A team of scientists at the University of Central Florida is making fake Mars dirt and they’re selling it to agencies like NASA.

The simulated Mars dirt is called regolith, and the team of astrophysicists at UCF is using a recipe of various minerals to match the real thing. Scientist will use the regolith to test equipment for future Mars explorations and to figure out how to grow food on Mars.

UCF physicist and geologist Daniel Britt said the team used data from the Mars Curiosity rover to create the regolith. “What we do is we take what we know about the mineralogy of other worlds – it’s not just Mars, we do the moon and asteroids – and we develop formulas and recipes, a pinch of this and a dash of that, to match the mineralogy on these other worlds.”

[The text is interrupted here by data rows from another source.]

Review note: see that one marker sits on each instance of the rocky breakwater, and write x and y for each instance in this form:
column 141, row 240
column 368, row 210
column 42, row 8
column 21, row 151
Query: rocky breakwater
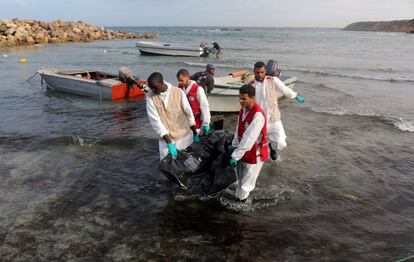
column 18, row 32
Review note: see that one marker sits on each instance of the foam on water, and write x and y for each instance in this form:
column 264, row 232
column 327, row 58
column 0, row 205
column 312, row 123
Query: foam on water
column 398, row 122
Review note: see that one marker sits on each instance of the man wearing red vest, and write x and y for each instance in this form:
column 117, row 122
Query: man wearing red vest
column 197, row 99
column 250, row 141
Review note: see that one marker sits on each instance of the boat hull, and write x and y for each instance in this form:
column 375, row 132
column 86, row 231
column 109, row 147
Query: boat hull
column 102, row 89
column 157, row 49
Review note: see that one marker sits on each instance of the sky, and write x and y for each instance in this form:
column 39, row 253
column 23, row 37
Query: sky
column 238, row 13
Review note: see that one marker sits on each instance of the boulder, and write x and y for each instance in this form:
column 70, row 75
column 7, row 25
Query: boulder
column 10, row 30
column 30, row 40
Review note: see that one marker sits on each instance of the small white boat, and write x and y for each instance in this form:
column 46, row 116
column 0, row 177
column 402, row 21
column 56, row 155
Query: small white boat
column 91, row 83
column 225, row 95
column 170, row 49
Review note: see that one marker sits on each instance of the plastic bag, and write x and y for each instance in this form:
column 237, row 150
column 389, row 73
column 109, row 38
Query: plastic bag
column 203, row 168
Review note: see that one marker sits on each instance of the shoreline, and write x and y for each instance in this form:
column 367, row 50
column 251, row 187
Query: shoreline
column 18, row 32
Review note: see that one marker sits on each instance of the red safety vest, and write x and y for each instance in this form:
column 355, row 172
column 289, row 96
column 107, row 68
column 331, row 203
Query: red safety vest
column 194, row 103
column 251, row 155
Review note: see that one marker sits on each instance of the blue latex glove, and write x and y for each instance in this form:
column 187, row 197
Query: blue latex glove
column 196, row 139
column 172, row 150
column 233, row 162
column 206, row 128
column 300, row 99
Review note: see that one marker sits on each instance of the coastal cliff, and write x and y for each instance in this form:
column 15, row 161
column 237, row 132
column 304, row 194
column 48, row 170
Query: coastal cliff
column 406, row 26
column 18, row 32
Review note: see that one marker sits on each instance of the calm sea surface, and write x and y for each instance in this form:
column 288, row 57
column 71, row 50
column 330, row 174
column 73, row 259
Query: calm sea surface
column 79, row 179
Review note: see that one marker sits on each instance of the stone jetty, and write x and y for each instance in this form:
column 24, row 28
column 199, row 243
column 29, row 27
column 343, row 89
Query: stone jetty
column 18, row 32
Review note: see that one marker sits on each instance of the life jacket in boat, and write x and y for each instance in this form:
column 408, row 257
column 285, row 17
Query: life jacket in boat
column 260, row 148
column 194, row 103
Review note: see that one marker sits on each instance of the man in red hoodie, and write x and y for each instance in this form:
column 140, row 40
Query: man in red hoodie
column 250, row 141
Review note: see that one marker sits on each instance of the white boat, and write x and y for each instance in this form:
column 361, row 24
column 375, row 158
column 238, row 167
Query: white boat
column 225, row 95
column 170, row 49
column 91, row 83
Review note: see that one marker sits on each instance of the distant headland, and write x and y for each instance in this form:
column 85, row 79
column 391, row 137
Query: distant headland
column 405, row 26
column 18, row 32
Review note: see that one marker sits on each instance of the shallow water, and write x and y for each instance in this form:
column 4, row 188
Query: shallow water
column 79, row 179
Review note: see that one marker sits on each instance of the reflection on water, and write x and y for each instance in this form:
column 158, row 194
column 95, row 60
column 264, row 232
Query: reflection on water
column 79, row 178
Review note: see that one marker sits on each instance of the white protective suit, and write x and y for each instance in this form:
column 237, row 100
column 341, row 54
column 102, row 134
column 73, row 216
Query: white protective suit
column 159, row 127
column 247, row 173
column 275, row 131
column 204, row 106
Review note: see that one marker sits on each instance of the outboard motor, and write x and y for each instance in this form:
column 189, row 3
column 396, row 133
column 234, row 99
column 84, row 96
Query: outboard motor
column 272, row 68
column 126, row 76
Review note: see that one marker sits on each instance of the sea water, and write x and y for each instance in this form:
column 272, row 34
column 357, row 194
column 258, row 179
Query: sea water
column 78, row 176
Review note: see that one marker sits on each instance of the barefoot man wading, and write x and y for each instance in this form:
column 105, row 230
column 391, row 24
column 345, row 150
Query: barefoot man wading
column 266, row 97
column 170, row 116
column 250, row 141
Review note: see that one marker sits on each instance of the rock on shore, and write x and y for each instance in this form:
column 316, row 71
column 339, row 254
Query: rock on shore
column 383, row 26
column 18, row 32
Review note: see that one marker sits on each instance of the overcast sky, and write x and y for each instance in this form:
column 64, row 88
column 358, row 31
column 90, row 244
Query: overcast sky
column 273, row 13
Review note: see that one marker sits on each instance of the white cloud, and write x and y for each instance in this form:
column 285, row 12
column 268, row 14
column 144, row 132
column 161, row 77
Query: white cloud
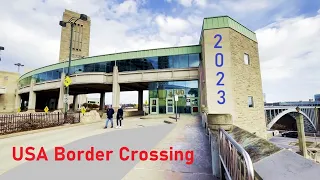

He says by having a well-defined recipe and consistent product, scientists can get better results. “The goal is to get as realistic and hi fidelity a simulation as possible as to what the surface on an extraterrestrial body is like and use them for scientific and engineering purposes.”

UCF students are working with the team to crush and mix the regolith. “For someone who has always loved space science, this is the ultimate cool,” said Cody Shultz, a mechanical engineering senior working on the regolith. “The experience is fantastic in terms of the real world, out-of-this-world experience.”

The product sells for about $20 a kilogram, plus shipping. UCF said there’s about 30 pending orders for the simulated regolith.